In our ICDP meetings, this mother revealed that the only way she can get her children to take any notice of her was to punish them physically; she went on, and not without some pride, to describe in detail her ‘methods’. She also told us how her husband left to her all the responsibility of dealing with their children, and how straight after work, he would go to meet friends and get drunk, then return home only to fight with everyone.

I listened to her expressing her pain, her suffering, her feelings of loneliness and impotence about her family situation. My attitude was of total acceptance and empathy; without judgement or criticism. I let her feel my appreciation for her concern and efforts to educate and guide her children the best she can, under such difficult circumstances. At our meetings this mother was treated with love, was shown understanding, received praise for any positive aspect we noticed. After sometime, I noticed that she started to change. She trimmed her hair, her facial expression changed, she stopped looking angry about everything.
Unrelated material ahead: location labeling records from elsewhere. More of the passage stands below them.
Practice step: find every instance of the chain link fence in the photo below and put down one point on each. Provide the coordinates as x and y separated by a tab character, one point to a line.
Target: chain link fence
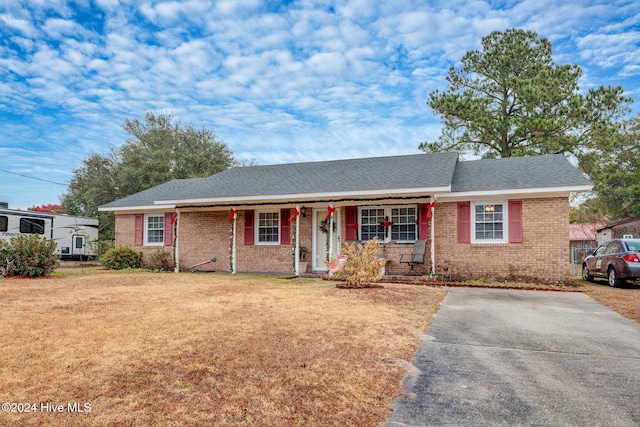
577	256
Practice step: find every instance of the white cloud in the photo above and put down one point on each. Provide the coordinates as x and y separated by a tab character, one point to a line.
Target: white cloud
22	25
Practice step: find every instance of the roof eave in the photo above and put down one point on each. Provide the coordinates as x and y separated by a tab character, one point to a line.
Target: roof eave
142	208
302	197
527	193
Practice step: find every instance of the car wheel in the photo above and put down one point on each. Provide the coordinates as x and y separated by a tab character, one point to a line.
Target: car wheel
585	273
614	281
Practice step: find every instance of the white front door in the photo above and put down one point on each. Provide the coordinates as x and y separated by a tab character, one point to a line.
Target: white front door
320	238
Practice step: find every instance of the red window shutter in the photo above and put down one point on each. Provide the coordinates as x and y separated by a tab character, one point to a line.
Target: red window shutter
168	229
515	221
139	229
248	227
464	222
285	227
423	224
351	222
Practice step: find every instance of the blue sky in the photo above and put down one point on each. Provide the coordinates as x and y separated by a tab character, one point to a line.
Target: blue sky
277	81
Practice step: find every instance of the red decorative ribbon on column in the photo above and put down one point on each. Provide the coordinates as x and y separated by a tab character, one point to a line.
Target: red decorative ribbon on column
330	211
430	209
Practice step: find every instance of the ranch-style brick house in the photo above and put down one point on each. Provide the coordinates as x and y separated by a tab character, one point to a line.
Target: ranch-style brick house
497	218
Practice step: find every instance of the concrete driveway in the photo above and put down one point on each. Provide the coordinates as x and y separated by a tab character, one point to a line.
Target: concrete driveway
509	357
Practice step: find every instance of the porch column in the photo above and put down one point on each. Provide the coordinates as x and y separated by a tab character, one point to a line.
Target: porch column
330	211
297	248
433	244
234	216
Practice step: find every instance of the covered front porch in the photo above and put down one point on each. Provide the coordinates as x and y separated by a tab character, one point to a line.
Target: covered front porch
299	238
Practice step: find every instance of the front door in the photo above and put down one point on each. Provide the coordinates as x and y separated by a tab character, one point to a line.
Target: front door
79	245
320	238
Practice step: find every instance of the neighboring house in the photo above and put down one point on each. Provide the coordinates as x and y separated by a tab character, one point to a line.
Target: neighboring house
618	230
583	236
497	218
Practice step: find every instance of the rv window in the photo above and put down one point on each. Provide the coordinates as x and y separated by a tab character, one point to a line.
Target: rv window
31	226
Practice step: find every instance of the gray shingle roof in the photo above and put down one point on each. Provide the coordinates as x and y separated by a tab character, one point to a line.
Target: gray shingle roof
418	171
376	173
516	173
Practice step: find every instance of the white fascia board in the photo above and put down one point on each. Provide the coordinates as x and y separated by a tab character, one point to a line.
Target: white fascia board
529	193
138	209
309	196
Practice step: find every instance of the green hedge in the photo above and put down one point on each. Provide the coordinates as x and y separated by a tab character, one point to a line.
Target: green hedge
28	256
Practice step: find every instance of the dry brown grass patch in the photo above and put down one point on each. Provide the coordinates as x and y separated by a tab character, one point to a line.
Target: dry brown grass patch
187	349
625	301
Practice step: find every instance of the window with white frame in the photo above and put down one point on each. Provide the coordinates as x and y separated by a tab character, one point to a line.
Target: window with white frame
402	220
268	229
370	220
404	228
154	230
489	222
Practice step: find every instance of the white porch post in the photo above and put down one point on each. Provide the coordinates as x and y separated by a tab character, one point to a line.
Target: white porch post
176	269
433	244
330	232
297	248
233	243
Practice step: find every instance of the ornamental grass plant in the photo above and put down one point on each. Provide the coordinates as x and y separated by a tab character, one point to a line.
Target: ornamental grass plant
363	266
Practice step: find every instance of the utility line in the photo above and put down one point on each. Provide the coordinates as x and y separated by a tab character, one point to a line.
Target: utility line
32	177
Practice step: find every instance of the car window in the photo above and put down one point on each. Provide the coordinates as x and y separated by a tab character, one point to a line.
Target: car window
613	248
633	245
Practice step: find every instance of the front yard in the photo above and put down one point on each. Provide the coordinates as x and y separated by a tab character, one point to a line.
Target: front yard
141	349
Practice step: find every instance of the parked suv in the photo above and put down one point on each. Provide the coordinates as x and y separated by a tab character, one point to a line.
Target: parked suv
617	261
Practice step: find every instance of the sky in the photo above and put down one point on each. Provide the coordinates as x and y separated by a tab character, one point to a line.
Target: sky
277	81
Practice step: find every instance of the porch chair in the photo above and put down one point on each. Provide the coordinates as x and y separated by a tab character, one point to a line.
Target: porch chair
417	257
During one meeting we danced the typical local dance ‘cumbia’ and this mother really joined in, evidently enjoying herself. Afterwards, she went home and made herself look nice, waiting for her husband to come home. When he arrived she offered him a beer and that day he stayed at home and didn’t go to meet his friends to drink. They talked in a positive way and from then onwards their relationship started to improve.

This mother changed her behaviour with her children also. She stopped using physical punishments and found new ways of interacting which made gradually her children happier and which gave her happiness too, as well as confidence.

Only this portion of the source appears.